Par L'Economiste | Edition N°:744 Le 11/04/2000 | Partager

. Une exposition du photographe Gérard Rondeau en hommage à Delacroix du 5 mai au 30 juin à Tanger

«Le Maroc de Gérard Rondeau, hommage à Delacroix». C'est le thème de l'exposition du photographe Gérard Rondeau qui aura lieu du 5 mai au 30 juin à Tanger (à l'Institut Français de Tanger-Tétouan). A travers cette exposition, le photographe français veut revenir sur les traces du voyageur, artiste et conteur Delacroix, 160 ans après son voyage à Tanger.
«Un grand hommage à Delacroix, mais aussi au Maroc et aux Marocains», indique M. Gérard Rondeau qui a déjà signé une oeuvre intitulée «Figures du Maroc» aux Editions Eddif 1997. «Mon objectif ne consiste pas à suivre et recopier les dessins de Delacroix. J'ai refait le même périple que lui, non pas pour prendre des photos anecdotiques, mais simplement pour être plus proche de l'homme», continue-t-il.

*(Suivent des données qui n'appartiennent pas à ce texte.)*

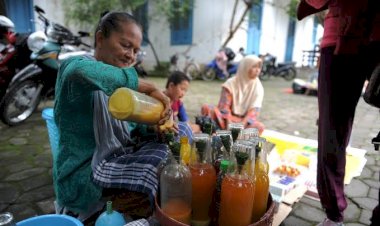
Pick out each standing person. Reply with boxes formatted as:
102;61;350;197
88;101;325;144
297;0;380;226
164;71;200;136
201;55;264;134
53;12;175;220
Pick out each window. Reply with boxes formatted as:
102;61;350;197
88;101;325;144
133;1;149;46
170;0;193;45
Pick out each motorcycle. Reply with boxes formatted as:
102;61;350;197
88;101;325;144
133;51;148;78
202;47;238;81
0;6;90;126
292;72;318;96
259;53;297;81
0;16;31;101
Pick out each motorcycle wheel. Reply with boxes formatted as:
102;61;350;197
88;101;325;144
202;67;216;81
0;80;42;126
284;68;297;81
259;71;270;81
185;63;201;80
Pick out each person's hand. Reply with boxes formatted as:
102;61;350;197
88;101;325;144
158;111;178;134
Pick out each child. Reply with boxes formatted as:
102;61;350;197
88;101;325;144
164;71;200;133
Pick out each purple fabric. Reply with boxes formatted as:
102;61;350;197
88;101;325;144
317;47;366;221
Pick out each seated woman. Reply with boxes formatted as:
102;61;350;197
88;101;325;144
201;55;264;134
164;71;200;138
53;12;178;220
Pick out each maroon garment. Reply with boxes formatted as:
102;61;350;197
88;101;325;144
298;0;380;224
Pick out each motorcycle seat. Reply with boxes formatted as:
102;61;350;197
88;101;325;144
278;62;296;67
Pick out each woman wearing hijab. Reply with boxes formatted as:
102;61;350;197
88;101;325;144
201;55;264;134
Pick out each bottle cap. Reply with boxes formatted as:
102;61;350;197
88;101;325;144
180;136;189;144
220;160;230;171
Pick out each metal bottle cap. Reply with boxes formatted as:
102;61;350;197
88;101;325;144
0;212;15;226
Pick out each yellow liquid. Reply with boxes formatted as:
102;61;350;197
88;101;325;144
108;87;165;123
252;170;269;222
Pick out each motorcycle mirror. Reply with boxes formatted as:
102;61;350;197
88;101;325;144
78;31;91;37
34;5;45;14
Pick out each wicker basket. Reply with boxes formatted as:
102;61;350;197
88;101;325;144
248;193;275;226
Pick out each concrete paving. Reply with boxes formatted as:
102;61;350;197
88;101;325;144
0;70;380;226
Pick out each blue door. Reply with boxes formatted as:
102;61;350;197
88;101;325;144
5;0;35;33
247;0;263;55
285;18;296;61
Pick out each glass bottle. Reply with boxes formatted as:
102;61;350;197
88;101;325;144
219;140;255;226
180;136;195;166
212;159;229;226
228;122;244;142
190;133;216;226
241;128;259;140
95;201;127;226
252;138;269;222
108;87;174;129
160;138;192;225
214;130;232;175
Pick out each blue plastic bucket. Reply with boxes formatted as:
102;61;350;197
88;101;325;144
16;214;83;226
42;108;59;161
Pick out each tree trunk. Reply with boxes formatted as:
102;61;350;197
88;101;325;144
146;38;161;67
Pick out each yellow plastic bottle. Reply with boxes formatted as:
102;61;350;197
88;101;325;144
108;87;174;130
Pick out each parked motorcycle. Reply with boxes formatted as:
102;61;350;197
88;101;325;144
259;53;297;81
133;51;148;78
0;16;31;101
202;47;238;81
0;6;90;126
292;71;318;96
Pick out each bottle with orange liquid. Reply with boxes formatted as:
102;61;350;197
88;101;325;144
160;136;192;225
190;133;216;226
252;138;269;222
219;140;255;226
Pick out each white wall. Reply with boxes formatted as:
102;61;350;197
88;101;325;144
34;0;323;69
143;0;247;68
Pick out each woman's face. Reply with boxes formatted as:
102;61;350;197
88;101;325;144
167;80;190;101
95;22;142;68
248;63;261;79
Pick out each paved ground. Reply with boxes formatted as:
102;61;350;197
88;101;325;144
0;71;380;226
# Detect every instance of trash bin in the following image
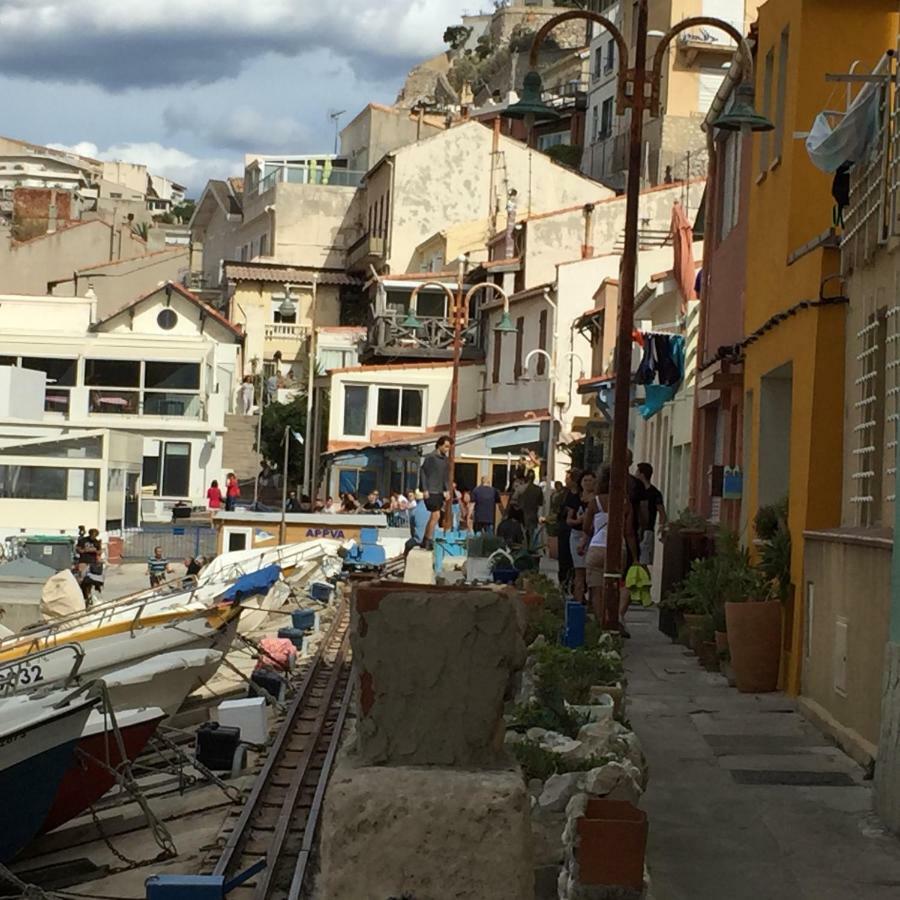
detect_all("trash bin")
[24,534,75,572]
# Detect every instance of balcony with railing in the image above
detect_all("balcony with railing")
[347,233,384,269]
[259,163,366,194]
[361,310,484,362]
[265,322,309,342]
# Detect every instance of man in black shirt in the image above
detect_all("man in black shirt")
[419,435,451,550]
[556,469,581,585]
[637,463,668,566]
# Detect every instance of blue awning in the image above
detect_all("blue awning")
[222,563,281,603]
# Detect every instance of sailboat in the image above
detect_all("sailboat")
[0,692,98,863]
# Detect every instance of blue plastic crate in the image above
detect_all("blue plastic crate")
[309,581,334,603]
[278,627,306,651]
[291,609,316,631]
[144,875,225,900]
[563,600,587,649]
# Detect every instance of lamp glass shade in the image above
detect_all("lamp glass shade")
[713,82,775,131]
[494,310,519,334]
[502,70,559,122]
[278,297,297,316]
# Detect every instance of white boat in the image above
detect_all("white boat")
[0,692,97,863]
[102,650,223,716]
[0,604,241,706]
[197,538,344,587]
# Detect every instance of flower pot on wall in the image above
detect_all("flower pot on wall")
[577,797,647,890]
[725,600,781,694]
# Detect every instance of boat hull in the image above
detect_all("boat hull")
[39,710,163,834]
[0,703,92,863]
[0,606,241,708]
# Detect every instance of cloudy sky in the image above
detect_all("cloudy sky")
[0,0,472,193]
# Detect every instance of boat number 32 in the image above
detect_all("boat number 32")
[0,663,44,694]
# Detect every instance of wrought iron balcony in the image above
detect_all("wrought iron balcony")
[362,311,484,361]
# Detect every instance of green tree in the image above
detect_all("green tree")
[260,391,329,491]
[444,25,472,50]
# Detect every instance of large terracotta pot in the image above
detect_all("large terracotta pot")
[577,797,647,890]
[725,600,781,694]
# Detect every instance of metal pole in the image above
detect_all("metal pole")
[303,275,318,500]
[278,425,291,544]
[253,373,266,509]
[443,257,465,531]
[595,0,647,630]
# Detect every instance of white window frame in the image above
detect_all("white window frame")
[340,381,375,441]
[369,384,428,431]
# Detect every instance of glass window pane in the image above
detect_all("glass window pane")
[22,356,77,387]
[357,469,378,497]
[376,388,400,425]
[162,441,191,497]
[400,391,422,428]
[84,359,141,387]
[344,384,369,437]
[416,291,448,319]
[144,362,200,391]
[0,466,69,500]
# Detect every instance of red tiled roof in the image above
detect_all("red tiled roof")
[225,261,363,286]
[92,281,244,337]
[328,359,478,375]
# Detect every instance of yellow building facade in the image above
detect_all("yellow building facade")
[743,0,896,694]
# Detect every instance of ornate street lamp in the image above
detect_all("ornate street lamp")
[507,0,772,630]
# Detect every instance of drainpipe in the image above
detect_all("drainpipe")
[688,53,746,510]
[581,203,594,259]
[384,157,396,272]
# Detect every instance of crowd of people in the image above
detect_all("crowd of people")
[555,450,667,637]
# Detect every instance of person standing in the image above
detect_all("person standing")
[566,472,595,603]
[238,375,253,416]
[206,478,222,509]
[518,469,544,535]
[225,472,241,512]
[147,547,172,587]
[472,475,500,535]
[637,463,668,566]
[556,469,581,587]
[419,435,452,550]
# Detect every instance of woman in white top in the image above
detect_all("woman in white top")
[581,466,637,622]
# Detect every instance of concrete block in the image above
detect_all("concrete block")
[403,547,434,584]
[316,758,534,900]
[350,582,525,768]
[875,643,900,834]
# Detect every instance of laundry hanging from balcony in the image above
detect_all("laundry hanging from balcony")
[633,331,684,419]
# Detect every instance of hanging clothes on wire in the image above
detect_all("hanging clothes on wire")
[638,332,685,419]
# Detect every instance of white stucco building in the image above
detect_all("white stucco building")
[0,284,241,529]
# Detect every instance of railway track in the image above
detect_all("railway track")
[213,601,352,900]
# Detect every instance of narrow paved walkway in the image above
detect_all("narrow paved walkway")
[626,610,900,900]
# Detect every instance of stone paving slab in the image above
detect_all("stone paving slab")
[626,610,900,900]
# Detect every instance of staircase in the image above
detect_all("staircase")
[222,415,259,485]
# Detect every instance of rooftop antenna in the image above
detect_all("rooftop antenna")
[328,109,347,156]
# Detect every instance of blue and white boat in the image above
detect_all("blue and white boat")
[0,692,98,863]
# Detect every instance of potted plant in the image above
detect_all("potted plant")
[725,517,791,693]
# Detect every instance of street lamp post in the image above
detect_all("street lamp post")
[522,348,584,515]
[412,276,516,531]
[505,0,773,630]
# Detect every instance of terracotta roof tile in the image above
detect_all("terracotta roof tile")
[225,262,363,286]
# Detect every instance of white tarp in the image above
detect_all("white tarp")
[806,83,880,172]
[41,569,84,621]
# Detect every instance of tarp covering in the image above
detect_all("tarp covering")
[669,201,696,315]
[41,569,84,621]
[222,563,281,601]
[806,84,880,173]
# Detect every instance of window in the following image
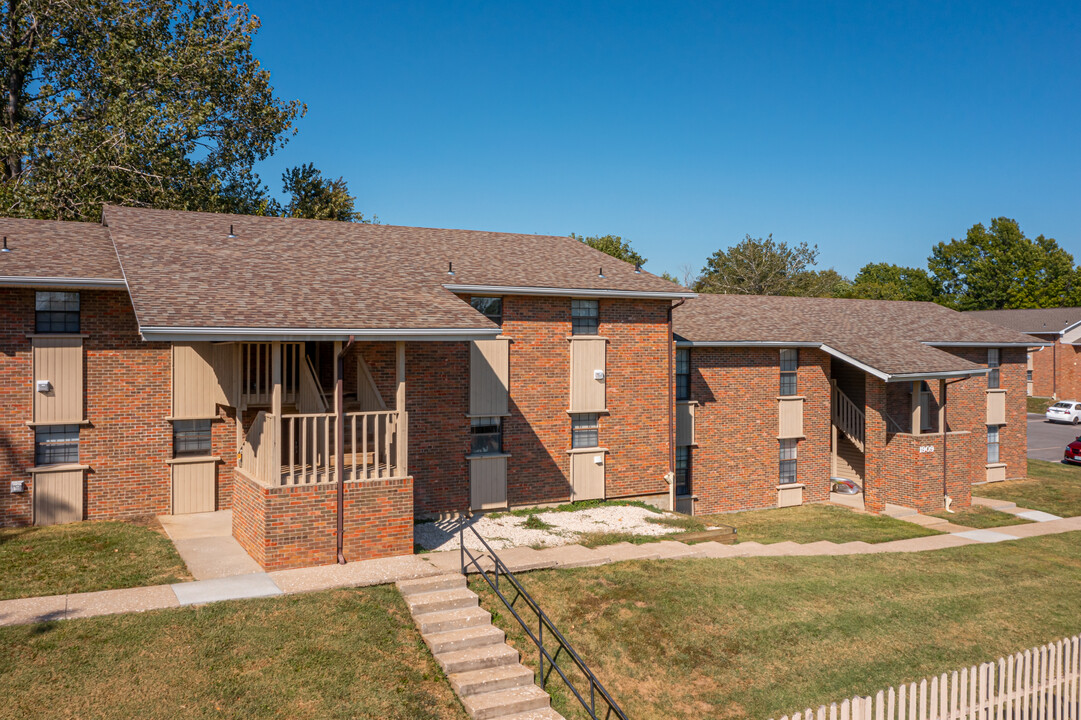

Un pèlerinage qui a mené Gérard Rondeau, originaire de la Champagne, à revisiter le Maroc. «J'aime le mouvement en photographie. Je trouve qu'avec la lumière, les matériaux éclairés, l'action peut fournir une image qui s'approche de l'esprit du dessin», note l'auteur de l'exposition. Pour lui, la photographie doit exister par elle-même et ses détails doivent amener le spectateur à réfléchir, à se réapproprier l'image. Du temps de Delacroix, les images étaient tout aussi présentes, mais elles avaient moins cet aspect de preuve qu'elles ont acquis aujourd'hui. «Le pouvoir et la masse de l'image nous ont fait perdre une part de notre autonomie», ajoute le photographe français. Si pour Delacroix l'instable est considéré comme étant fixe (en référence au mouvement tel que capté par le dessin), pour Rondeau, c'est de la simplicité que vient la complexité. «La photographie doit être silencieuse, elle doit être souvent en décalage avec un détail, une lumière, une émotion... Des photos qui seront sous une certaine simplicité beaucoup plus complexes que la réalité qu'elles veulent ressortir», explique M. Rondeau.